The reason was the allegedly minimal risk of harm from an oil spill:
In one assessment, the agency estimated that “a large oil spill” from a platform would not exceed a total of 1,500 barrels and that a “deepwater spill,” occurring “offshore of the inner Continental shelf,” would not reach the coast. In another assessment, it defined the most likely large spill as totaling 4,600 barrels and forecast that it would largely dissipate within 10 days and would be unlikely to make landfall.
This is actually all-too-typical of the lousy job that agencies do at risk analysis in conducting environmental reviews, as I have discussed elsewhere.

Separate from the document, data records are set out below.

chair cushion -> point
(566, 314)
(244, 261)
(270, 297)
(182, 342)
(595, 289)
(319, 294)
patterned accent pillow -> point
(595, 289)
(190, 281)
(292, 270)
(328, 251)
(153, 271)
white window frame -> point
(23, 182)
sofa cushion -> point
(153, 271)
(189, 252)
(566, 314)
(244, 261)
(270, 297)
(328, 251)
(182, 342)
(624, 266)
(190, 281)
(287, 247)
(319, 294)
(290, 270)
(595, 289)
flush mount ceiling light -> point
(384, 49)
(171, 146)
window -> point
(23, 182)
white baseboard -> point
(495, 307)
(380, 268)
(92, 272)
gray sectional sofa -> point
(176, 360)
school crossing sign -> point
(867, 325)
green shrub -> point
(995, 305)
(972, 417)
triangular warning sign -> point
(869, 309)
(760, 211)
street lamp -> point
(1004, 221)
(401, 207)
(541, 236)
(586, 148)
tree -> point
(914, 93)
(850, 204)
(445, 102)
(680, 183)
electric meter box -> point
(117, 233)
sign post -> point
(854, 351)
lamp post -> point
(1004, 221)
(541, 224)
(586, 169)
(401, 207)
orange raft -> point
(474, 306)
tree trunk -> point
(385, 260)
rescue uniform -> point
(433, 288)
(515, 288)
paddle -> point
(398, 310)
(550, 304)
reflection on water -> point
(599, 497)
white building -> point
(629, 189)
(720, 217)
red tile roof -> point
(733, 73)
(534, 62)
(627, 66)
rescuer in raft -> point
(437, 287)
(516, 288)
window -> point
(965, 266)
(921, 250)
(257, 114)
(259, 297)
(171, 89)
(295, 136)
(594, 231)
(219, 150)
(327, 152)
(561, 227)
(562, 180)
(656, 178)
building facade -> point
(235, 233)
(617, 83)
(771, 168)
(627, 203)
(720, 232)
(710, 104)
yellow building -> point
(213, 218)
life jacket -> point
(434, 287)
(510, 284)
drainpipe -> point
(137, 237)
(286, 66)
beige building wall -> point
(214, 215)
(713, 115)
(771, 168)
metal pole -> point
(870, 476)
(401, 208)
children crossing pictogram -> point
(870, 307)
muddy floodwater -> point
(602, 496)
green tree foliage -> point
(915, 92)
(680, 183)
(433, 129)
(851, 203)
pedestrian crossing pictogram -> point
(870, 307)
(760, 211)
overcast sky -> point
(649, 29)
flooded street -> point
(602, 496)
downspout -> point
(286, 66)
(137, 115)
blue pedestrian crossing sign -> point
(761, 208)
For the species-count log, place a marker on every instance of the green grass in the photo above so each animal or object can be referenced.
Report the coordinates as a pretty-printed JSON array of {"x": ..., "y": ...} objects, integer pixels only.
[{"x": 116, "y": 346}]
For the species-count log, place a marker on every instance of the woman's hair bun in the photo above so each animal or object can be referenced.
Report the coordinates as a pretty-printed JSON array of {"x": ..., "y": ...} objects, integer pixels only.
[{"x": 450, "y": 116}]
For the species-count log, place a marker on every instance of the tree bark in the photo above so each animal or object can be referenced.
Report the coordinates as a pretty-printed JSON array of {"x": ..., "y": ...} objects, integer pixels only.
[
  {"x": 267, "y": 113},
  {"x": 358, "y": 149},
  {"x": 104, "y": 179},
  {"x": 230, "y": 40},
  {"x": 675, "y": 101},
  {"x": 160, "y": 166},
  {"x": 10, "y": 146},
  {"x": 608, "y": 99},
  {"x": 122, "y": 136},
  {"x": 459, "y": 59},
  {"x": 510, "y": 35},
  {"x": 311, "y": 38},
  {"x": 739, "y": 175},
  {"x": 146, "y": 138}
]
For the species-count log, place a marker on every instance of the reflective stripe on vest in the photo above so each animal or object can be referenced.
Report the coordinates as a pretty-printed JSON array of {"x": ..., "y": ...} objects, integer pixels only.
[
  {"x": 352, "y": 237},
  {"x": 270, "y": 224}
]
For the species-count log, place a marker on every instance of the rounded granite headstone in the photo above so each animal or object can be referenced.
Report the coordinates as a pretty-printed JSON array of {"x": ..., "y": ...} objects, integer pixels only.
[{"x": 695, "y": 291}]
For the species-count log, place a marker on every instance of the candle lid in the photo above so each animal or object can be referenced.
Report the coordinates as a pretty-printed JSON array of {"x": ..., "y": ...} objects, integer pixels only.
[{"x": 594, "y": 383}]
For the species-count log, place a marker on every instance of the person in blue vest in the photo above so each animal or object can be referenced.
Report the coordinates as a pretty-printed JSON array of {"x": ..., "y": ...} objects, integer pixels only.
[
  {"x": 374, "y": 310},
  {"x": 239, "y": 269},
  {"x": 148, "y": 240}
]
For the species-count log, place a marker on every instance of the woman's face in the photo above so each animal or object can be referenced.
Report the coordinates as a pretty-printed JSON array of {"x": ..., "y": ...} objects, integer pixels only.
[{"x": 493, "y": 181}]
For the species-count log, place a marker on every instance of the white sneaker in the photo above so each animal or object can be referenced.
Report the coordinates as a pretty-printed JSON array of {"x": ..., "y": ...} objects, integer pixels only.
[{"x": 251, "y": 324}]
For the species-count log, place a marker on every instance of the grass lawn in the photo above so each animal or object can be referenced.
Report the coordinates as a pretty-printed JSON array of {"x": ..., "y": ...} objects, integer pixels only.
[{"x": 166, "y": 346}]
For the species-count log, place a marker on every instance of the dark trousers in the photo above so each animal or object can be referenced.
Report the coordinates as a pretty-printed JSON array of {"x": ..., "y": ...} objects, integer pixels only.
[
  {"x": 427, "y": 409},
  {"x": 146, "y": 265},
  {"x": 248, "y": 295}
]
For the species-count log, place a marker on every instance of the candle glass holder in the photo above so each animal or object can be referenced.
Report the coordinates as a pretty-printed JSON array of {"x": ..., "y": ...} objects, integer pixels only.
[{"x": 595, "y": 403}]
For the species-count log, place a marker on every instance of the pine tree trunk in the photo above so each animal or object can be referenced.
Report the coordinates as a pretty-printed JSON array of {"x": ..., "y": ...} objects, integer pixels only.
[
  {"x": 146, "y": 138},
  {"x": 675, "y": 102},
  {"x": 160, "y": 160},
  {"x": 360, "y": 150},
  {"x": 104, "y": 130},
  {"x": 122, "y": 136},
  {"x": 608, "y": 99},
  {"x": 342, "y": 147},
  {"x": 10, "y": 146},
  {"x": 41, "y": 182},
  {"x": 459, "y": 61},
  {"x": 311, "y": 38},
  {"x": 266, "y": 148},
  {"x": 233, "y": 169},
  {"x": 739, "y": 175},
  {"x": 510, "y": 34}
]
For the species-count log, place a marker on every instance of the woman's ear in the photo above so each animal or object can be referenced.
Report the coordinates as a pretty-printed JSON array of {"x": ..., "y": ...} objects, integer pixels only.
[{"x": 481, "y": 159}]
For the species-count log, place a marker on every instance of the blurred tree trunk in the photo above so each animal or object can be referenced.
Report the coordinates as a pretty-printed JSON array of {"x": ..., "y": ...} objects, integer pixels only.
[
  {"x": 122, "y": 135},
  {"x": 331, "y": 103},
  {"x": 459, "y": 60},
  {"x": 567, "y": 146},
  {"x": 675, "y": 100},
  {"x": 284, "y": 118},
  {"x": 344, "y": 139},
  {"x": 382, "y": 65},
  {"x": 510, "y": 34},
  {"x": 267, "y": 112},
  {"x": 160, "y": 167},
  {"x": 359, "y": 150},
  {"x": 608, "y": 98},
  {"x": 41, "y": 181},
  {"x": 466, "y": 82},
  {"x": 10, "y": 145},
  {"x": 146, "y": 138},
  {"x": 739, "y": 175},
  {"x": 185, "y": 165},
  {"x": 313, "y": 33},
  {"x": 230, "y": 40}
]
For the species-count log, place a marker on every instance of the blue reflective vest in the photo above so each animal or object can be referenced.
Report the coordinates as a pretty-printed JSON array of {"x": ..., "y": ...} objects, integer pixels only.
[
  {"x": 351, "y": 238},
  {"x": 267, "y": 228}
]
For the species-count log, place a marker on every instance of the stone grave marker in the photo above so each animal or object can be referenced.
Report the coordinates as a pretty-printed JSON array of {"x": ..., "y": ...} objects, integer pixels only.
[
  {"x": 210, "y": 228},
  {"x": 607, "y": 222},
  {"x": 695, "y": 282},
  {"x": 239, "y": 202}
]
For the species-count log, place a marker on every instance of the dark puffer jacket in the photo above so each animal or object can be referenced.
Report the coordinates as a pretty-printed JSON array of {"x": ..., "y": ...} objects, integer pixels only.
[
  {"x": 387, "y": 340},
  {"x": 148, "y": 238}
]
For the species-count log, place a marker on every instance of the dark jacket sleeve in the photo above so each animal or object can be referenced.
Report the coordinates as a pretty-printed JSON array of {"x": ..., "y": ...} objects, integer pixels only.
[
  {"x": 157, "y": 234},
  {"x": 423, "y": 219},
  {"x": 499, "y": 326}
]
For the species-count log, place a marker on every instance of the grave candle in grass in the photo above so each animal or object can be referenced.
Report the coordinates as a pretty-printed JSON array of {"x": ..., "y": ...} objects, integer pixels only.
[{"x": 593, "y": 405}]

Here are some prescriptions for fixing this problem.
- Where possible, confidence intervals should be provided for critical data.
- When the agency relies on formal modeling, validation issues should be directly addressed.
- Whether or not a formal model is used, the agency should discuss the limitations of current understanding of system dynamics and conflicting models found in the scientific literature.
- Rather than relying solely on model output as a basis for evaluating risk, the agency should give explicit attention to model uncertainty.
- The agency’s reasoning should be transparent and model assumptions should be clearly stated.
- Where the agency has proposed a major project or regulatory initiative, and a possible catastrophic risk could attend that action, the agency should at least obtain a peer review of its analysis and ideally should procure a risk assessment from an independent body.
- Courts should not second-guess an agency’s scientific judgments, but neither should they allow expertise to function as a smokescreen for any agency’s failure to probe the relevant science in depth, explore opposing viewpoints, and candidly disclose analytic uncertainties.